Denn: Wer ahnt schon, welch grandiose Leistung hinter einem erfolgreichen Skatturnier steht? Man frage nur den Hevener Meister der Asse und gedrückten Zehnen, Günter Zobel, wie er, der Champion, sich auf solche außerordentlichen Prüfungen intensiv vorbereitet: Ausgedehnte Waldspaziergänge dienen der körperlichen Ertüchtigung.

Lange Abende am Wirtshaustisch stärken seine Kondition. Darüber hinaus sollte die wichtige Nahrungsaufnahme sehr ausgewogen sein, um den Strapazen unter Einwirkung von klarem Korn, blonden Bieren und leckeren Frikadellen gewachsen zu sein.
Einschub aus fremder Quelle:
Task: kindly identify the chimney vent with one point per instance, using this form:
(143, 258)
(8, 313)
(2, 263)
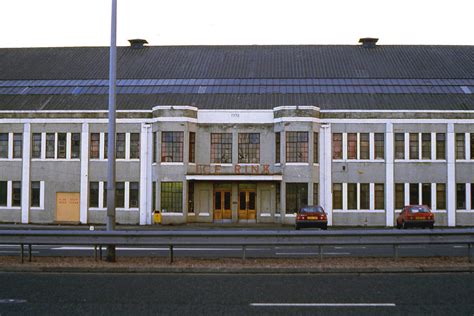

Des Weiteren wird höchste Konzentration am Spieltisch von ihm verlangt. Durch ausreichenden Mittagsschlaf bereitet sich "Günna", der leidenschaftliche Skatsportler mit Bundesligaerfahrung, penibel auf den anstrengenden geistigen Wettkampf vor und verbittet sich, vor dem Spiel mit irgendwelchen popeligen Problemen belästigt zu werden.

Und auf die Frage: "Was ist, wenn's mal nicht so läuft?", antwortete der alte Fahrensmann eindeutig zweideutig: "Skat ist wie Sex: Hast du einen schlechten Partner, brauchst du eine gute Hand."